In smelting, the company is in the start-up phase of the greenfield smelter in Iceland and full production has been restricted due to the delay in the completion of the power project. Alcoa is cooperating with the power company to address these issues and now projects full power to be available in the fourth quarter and estimate production for 2008 to be 300,000 tons for the full year.

The company has MOUs signed in Greenland and North Iceland, both based on renewable energy and is pursuing smelter positions in China as well as in the Middle East, most likely through additions to joint ventures.

Alcoa has also clarified its strategic downstream focus.

The company is in businesses that are based on proprietary technologies and alloys, unique equipment and complex processes that serve rapidly expanding common end markets. Flat roll products, hard alloy extrusions, forging, fasteners and air foil businesses.

In both segments, upstream and downstream, Alcoa continues to pursue profitable organic growth, geographic expansion, market specialization and segmentation, as well as profitable acquisition growth.

The sale of the Chalco investment allows us to monetize the gain and redeploy the proceeds in other areas to enhance shareholder value.

Although these actions gave the board the confidence to significantly increase the company’s share repurchase program from 10% to 25% over the next three years, in addition to the dividend increase announced in the first quarter of this year.

At the end of 2006, the company established six financial targets for 2007.

For the target cash from operation will exceed capital expenditures; volume, mix, productivity will exceed cost inflation; and capital expenditures will not exceed $3.2 billion. Alcoa is on target, excluding the impact of currency, and is on track to beat its target for ROC, EBITDA margin improvement and debt-to-capital targets.

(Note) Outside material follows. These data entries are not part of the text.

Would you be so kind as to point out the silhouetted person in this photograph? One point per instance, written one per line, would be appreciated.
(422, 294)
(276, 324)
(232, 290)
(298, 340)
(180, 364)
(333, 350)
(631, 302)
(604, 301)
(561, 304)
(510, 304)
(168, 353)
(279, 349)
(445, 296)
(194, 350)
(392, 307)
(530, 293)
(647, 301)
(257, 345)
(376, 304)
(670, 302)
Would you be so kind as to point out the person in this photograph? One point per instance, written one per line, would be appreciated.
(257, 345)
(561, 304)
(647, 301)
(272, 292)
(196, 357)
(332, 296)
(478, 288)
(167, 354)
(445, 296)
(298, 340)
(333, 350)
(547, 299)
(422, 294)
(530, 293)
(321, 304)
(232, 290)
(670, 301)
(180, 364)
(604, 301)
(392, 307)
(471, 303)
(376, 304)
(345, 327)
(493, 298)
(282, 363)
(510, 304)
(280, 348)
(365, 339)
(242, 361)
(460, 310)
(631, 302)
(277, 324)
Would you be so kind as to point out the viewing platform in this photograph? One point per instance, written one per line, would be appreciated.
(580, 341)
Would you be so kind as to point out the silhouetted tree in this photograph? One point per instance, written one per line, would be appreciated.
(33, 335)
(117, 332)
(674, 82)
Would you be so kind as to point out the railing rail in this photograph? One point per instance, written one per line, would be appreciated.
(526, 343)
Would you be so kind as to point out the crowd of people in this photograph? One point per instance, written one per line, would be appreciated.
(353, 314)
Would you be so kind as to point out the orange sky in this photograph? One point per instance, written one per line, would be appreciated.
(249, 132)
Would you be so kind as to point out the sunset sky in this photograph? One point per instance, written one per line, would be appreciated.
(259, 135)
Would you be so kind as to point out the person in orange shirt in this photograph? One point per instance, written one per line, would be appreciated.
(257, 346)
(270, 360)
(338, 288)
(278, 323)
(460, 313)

The third quarter was challenging with seasonality increases in energy costs, a weakening U.S. dollar, lower metal prices.

In addition, increased costs of getting the Rockdale, Tennessee smelter back to full operation and bringing the company’s greenfield smelter in Iceland online. These are increasing cost pressures in raw materials and energy, but Alcoa continues to work at offsetting these increases with its ABS approach to management.

The aluminum market is growing at a healthy rate.

The end market uses continue to expand as a consequence of globalization and urbanization. Aluminum price discount to copper and zinc has created application expansion and the environmental pressure on CO2 reduction will create excellent opportunities going forward.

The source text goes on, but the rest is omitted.